Friday, March 6th, 2026

How We Model Clinical Trial Data When Every Trial Is Different

Nathan Leung
Engineering

When every clinical trial has a different data model, relational databases struggle with changes while NoSQL trades off safety for flexibility. Here's how Harbor uses a constrained EAV model in Postgres, taking advantage of relational guardrails and Zod-powered app-layer validation to support sparse, user-defined, constantly-evolving clinical data schemas — without compromising safety or integrity.

Isometric 3d render of a clinical data architecture split diagonally into two worlds. Left side: a rigid, oversized spreadsheet-like table with hundreds of faint empty columns stretching into the distance, many cells dark and unused, grid lines cracking at stress points. Right side: a clean modular flow of glowing data tiles labeled entity, attribute, and value moving through three precise gates labeled constraints, JSONB, and Zod, then assembling into a coherent clinical form graph with event-to-form-to-field branches. Thin guardrail beams and lock icons surround the right side to signal safety and integrity. Color direction: deep navy background with cyan, teal, and amber highlights, no purple dominance. Style: high-detail wireframe-plus-solid hybrid, crisp technical aesthetic, subtle motion trails showing migration from rigid schema to flexible but controlled modeling.

Every clinical trial has a different data model. A smaller, simpler study might have one or two forms collecting subject demographics and vitals. A larger study might have dozens, with conditional logic that changes the required fields based on previous responses or assigned treatment arm.

Broadly, clinical data is characterized by:

  • Sparsity. Not all subjects will have responses to all questions (e.g., due to conditional logic or early study exit).
  • Heterogeneity. The data model is different for each study.
  • Dynamism. The data model can potentially change mid-study (e.g., a question needs to be added or revised).
  • User-definition. The exact data model is ultimately defined by the user, not by the developer.
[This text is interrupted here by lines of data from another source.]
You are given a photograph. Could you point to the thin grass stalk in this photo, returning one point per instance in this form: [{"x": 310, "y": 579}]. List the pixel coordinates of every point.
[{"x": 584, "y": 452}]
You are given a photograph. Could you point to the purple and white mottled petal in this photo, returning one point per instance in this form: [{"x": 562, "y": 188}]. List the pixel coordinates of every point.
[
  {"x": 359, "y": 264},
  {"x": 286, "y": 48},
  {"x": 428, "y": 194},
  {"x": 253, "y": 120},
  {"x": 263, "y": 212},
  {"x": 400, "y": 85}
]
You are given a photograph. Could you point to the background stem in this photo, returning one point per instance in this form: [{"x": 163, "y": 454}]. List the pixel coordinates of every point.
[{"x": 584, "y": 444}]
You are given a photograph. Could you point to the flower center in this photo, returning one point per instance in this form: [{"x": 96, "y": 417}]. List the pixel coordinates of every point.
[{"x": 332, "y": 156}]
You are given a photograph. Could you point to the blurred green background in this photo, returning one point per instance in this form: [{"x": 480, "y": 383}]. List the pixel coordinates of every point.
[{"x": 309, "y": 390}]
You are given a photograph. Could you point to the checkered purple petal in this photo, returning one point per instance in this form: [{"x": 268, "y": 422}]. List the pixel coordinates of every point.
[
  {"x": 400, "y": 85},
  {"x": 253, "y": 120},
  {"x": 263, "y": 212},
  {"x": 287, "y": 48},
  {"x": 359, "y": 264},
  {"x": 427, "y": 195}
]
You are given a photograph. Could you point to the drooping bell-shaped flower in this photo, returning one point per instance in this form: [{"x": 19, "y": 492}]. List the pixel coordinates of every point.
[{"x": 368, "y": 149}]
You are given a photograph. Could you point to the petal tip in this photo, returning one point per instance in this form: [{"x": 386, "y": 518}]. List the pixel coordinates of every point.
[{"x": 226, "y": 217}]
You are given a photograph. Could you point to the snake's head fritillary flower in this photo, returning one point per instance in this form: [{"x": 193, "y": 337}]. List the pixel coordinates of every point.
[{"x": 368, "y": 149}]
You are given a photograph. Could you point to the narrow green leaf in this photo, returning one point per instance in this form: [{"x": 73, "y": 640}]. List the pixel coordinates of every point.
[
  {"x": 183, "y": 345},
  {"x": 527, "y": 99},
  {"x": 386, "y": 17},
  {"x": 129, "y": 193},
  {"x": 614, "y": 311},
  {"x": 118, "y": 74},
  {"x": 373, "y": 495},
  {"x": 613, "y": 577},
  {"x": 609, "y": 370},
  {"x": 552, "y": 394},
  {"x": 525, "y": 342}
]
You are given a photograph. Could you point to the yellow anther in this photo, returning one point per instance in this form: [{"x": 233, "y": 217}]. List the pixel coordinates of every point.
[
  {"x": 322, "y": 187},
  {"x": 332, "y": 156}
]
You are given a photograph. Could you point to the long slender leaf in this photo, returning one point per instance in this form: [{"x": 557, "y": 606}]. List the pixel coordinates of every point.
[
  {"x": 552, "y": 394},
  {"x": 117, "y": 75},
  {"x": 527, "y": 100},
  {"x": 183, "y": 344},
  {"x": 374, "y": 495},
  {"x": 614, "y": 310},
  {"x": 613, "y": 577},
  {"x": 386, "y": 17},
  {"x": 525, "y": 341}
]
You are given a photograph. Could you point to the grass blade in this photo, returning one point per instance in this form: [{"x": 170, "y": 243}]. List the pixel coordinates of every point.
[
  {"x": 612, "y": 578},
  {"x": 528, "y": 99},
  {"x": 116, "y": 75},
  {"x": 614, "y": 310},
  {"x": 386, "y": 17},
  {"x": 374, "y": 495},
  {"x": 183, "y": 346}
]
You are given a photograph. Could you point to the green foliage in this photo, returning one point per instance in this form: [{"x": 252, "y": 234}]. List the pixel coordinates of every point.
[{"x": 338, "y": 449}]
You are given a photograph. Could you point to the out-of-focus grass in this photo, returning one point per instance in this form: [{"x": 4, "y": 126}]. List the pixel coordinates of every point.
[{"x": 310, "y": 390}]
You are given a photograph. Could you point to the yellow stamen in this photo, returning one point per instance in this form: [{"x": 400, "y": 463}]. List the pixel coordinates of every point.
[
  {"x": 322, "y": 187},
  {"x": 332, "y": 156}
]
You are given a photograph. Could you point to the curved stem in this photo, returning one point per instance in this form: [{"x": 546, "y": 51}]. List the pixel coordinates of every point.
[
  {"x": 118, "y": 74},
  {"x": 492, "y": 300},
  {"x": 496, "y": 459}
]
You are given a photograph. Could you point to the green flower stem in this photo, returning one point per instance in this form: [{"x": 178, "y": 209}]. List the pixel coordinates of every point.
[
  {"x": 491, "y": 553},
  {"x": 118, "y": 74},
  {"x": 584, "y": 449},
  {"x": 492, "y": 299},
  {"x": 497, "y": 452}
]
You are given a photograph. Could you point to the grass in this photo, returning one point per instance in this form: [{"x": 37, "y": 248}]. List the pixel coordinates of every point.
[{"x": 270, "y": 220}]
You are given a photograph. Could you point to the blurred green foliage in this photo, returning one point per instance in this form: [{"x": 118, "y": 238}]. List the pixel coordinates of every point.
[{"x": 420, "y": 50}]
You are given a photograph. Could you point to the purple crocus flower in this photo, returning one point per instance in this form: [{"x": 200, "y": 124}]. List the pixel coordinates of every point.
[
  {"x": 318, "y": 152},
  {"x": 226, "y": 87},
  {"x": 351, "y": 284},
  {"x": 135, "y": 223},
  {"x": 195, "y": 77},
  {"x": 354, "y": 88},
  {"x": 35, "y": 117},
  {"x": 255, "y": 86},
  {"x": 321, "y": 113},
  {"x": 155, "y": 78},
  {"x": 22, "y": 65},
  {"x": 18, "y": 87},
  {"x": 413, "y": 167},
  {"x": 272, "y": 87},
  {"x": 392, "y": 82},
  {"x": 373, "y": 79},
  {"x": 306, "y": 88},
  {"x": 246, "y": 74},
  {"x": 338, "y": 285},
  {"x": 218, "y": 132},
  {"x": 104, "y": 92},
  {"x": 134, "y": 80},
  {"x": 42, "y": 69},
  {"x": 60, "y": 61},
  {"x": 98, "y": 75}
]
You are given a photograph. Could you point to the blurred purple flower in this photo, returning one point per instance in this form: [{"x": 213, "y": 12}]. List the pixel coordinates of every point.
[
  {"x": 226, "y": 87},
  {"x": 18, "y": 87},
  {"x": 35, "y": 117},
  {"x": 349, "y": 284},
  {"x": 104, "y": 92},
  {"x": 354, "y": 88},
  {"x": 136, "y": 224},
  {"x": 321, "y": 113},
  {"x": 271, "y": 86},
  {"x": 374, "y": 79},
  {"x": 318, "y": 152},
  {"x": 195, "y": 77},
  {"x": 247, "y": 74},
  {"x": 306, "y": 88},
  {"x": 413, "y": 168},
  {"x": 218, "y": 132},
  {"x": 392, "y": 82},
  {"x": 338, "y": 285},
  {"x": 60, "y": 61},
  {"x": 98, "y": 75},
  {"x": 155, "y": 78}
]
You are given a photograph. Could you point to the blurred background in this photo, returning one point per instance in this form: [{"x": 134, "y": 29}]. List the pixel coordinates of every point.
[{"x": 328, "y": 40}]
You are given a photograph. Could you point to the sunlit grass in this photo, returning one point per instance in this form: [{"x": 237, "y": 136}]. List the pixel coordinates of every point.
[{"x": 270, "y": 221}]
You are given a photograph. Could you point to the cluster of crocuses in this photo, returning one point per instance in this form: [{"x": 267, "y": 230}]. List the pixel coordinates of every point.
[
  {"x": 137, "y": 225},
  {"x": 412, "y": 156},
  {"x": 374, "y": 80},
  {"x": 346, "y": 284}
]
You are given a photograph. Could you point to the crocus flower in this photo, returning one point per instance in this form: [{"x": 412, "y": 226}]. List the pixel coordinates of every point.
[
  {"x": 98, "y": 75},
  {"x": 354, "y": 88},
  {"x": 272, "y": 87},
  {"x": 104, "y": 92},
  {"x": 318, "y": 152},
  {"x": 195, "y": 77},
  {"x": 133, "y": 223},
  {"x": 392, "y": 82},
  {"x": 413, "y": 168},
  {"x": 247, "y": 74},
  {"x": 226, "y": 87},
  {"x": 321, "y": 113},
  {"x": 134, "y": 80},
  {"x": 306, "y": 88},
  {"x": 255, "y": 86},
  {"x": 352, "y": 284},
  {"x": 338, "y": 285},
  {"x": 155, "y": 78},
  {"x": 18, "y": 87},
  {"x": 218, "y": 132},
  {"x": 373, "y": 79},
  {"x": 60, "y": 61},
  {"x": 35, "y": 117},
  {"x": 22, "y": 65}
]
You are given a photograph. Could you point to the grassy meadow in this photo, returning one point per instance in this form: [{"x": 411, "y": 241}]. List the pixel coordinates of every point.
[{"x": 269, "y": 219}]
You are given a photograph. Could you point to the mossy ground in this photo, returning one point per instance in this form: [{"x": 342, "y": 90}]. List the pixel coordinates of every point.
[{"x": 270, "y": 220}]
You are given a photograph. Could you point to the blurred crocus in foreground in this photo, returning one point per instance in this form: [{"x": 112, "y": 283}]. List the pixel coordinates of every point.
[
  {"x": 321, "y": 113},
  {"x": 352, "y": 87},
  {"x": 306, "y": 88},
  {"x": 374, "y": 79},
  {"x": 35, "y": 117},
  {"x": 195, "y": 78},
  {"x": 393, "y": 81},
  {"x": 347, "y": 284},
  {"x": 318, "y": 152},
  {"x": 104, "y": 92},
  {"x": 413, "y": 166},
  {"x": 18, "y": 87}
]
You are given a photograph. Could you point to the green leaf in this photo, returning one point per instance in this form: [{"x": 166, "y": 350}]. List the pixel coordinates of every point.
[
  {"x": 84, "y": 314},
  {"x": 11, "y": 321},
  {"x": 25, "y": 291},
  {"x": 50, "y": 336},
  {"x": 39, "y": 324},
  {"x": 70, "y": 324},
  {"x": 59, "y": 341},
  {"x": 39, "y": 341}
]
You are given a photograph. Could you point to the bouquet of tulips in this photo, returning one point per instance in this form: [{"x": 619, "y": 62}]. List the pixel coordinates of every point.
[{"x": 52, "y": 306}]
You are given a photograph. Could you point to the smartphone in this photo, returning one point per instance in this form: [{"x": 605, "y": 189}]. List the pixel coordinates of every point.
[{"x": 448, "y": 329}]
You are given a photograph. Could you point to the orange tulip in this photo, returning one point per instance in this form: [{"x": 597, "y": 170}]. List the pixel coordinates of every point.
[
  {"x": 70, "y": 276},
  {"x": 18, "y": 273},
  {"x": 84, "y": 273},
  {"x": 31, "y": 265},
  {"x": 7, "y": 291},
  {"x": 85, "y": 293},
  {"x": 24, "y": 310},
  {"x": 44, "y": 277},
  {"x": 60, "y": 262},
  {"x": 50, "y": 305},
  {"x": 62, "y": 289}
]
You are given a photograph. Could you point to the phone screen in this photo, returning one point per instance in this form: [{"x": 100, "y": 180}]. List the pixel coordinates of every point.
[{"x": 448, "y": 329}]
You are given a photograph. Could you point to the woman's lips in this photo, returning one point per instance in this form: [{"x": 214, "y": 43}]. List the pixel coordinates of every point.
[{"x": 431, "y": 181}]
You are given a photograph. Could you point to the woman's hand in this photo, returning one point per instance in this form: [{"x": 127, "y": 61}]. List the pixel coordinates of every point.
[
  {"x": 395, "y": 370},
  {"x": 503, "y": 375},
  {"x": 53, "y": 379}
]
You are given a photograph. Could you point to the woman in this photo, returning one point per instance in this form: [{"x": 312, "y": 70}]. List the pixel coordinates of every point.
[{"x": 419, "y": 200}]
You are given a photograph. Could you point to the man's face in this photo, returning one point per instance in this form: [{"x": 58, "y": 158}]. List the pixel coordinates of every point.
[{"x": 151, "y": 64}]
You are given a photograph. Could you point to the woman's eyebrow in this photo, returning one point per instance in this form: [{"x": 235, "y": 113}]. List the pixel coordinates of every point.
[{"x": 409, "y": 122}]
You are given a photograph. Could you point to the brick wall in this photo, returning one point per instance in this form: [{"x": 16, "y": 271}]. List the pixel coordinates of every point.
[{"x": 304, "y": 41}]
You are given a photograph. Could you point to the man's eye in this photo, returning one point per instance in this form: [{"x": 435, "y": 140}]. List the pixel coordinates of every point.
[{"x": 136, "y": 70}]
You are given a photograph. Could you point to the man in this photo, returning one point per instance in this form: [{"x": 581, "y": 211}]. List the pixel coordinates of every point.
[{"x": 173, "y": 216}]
No matter the size or shape of the data, though, it generally needs to end up in a 21 CFR Part 11-compliant electronic database — like Harbor — for eventual submission to the FDA. But if we don't know the schema in advance, how do we support all the different possible sizes and shapes? Standard web databases are not built for this sort of dynamism. NoSQL alternatives are more flexible, but at the cost of weakened safety and integrity guarantees: a dangerous bargain to make in a regulated domain like clinical trials.

Harbor takes a hybrid approach to combine the best of both worlds: we build on a strong relational foundation to maximize safety and integrity, escape to NoSQL-like flexibility when necessary, and rely on application-layer validation as a secondary line of defense:

  1. PostgreSQL and EAV. We begin with the proven foundation of PostgreSQL. Relational constraints enforce high-level business rules and invariants. Actual clinical data, however, is stored using a careful application of the NoSQL-esque "entity-attribute-value" (EAV) pattern — more on this below — to ergonomically handle sparse, heterogeneous, dynamic, user-defined clinical data schemas.
  2. JSONB and Zod. Data values are consistently and compactly stored using PostgreSQL's JSONB column type, but otherwise, the database doesn't enforce any specific type per se. Instead, values are parsed and validated with Zod at the application layer on all read and write paths.

This combination of Postgres, EAV, JSONB, and Zod gives us relational integrity and type safety while also enabling the flexibility required for real-world clinical research.

What is EAV?

If you're not familiar, EAV stands for "entity-attribute-value", and refers to a dynamic, flexible data model that doesn't require fixed types or schemas up front. EAV is composed of:

  1. Entity. The object for which we are recording data. In the case of clinical trial data, this is usually a specific subject (e.g., "SUBJECT_101").
  2. Attribute. The "name" of the data we are recording. Alternatively, the "question" that is being asked. For example: the "Weight" field on the "Vitals" form that is meant to be filled out during the "Screening Visit" event (e.g., "SCREENING_VISIT_VITALS_WEIGHT").
  3. Value. The "answer," i.e., the actual data. For example: 58.3 kg.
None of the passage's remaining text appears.